The references are to Pedro Martinez, David Ortiz, Tim Wakefield, and Kevin Millar. The “few others” included Jason Varitek, Keith Foulke, and Alan Embree.

In other words:  Seven members of the team were included. Eight if you include Dodgers manager Dave Roberts, who went out onto the field and greeted his former teammates before the ceremony.

Schilling, by the way, lives in Medfield. He probably could have driven to Fenway in an hour – with traffic.

So why not invite him?

Schilling has a strained relationship with the team, which paid him $11 million for his final season, during which he never pitched in a Major League game because of an injury.

But that sort of thing happens in Major League Baseball all the time.

A team spokesman says Schilling wasn’t left out on purpose, that no blanket invitation was given to the 2004 team, and that what started as a ceremony involving four players simply grew to include a few more.

Interesting. So the team couldn’t have included a player that is one of the most memorable of the 2004 team who lives about 22 miles from the ballpark?

You buying that?

And what is the “spite” that the Red Sox didn’t act out of? The anonymous Red Sox official didn’t say.

But here’s a guess:

Schilling’s outspoken conservatism.

Left-wing ESPN fired Schilling in April 2016 after he tweeted in opposition to opening public women’s bathrooms to biological males who identify as women.

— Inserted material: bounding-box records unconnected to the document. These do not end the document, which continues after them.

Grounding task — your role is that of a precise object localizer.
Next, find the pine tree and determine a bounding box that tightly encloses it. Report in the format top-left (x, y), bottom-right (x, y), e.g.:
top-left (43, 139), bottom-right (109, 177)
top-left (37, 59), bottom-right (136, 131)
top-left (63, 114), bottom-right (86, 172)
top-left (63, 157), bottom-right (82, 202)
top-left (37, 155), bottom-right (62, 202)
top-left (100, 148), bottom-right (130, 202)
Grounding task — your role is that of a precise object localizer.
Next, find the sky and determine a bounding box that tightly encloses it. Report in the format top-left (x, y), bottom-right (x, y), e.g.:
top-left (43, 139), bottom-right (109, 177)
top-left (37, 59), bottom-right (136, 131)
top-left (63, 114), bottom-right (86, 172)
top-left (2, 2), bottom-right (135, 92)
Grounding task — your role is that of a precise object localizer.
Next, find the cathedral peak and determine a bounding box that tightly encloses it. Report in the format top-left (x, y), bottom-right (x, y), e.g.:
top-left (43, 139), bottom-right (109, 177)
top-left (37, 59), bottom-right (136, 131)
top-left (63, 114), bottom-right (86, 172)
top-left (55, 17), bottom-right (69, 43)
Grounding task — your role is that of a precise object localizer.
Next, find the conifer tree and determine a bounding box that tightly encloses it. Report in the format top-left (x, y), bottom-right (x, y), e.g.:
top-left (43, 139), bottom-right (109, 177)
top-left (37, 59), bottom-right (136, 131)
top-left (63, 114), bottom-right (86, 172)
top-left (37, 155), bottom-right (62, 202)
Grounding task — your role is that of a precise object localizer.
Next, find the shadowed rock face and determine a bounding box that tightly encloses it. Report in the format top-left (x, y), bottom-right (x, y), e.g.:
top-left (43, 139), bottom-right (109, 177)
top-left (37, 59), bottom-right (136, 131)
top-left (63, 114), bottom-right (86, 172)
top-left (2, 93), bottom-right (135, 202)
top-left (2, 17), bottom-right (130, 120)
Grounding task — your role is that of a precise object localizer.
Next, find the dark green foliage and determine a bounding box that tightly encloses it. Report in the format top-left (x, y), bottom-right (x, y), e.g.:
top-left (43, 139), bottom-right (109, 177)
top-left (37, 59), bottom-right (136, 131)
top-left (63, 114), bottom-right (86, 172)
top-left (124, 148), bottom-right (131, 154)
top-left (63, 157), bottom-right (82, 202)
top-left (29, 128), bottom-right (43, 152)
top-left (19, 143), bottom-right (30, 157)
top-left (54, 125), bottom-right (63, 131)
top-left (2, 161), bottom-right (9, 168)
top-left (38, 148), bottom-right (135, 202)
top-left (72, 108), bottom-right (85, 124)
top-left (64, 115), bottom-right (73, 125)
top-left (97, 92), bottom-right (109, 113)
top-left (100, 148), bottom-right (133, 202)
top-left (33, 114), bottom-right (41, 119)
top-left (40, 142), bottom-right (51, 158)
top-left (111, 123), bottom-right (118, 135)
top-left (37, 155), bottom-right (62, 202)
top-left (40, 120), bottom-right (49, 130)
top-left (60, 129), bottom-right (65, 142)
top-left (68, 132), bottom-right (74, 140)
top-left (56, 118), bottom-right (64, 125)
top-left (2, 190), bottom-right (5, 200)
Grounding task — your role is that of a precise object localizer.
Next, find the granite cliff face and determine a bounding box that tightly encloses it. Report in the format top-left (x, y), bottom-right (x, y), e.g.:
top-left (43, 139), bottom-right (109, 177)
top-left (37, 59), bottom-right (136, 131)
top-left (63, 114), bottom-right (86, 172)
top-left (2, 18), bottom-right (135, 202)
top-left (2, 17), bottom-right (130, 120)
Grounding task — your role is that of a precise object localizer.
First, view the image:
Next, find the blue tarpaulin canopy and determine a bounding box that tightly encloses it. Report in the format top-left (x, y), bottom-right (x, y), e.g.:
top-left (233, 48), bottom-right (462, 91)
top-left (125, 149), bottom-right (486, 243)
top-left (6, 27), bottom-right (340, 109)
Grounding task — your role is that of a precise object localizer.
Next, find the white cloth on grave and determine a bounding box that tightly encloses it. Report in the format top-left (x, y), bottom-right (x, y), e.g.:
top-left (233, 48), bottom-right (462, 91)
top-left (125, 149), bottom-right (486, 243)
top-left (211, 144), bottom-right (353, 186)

His stance also runs afoul of the Red Sox. For the last several years, the Red Sox have held what the team now calls “Pride Night” to coincide with “Pride Week” in June. (“Gay Pride” has in recent years been deemed not inclusive enough by the event’s organizers.)

It’s not merely an affirmation of people, but also an endorsement of a political and social movement that affirms homosexuality and transgenderism. This movement stands in opposition to people who think same-sex attraction and gender confusion are unfortunate conditions, not tendencies to be celebrated and encouraged by government policy.

The Boston Red Sox are among the businesses supporting the Yes on 3 campaign seeking to persuade voters to continue a 2016 state statute that prohibits discrimination on the basis of gender identity in public accommodations. That includes the right of a biological male who identifies as a woman to use bathrooms and locker rooms meant for women and girls.

In other words:  The organization is repeatedly making political and social statements on controversial topics that a large segment of Red Sox fans don’t agree with the team on.

This is the sort of politicking that American businesses used to shy away from.

Now, picking sides in a thorny political and social divide is the right of the Boston Red Sox, as it is for any business. But that business forfeits some of its feel-goodism when it does. Boston’s professional baseball team can’t pretend it’s all about “Red Sox Nation” when it chooses some members of the nation over others.

Some readers may be thinking:  We’re up 2-0 in the World Series. This is good news. Why bring up politics?

You’re right. But it’s a question best asked of the Red Sox owners. The easiest thing to do under the circumstances would have been to contact Schilling and invite him to the ceremony. He was a huge part of the historic 2004 team. No one would have questioned it.

And yet Red Sox officials specifically declined to invite him.

It’s sad to see the team ignore a major portion of its history because of a political disagreement.

It’s like pouring whiteout over the bloody sock.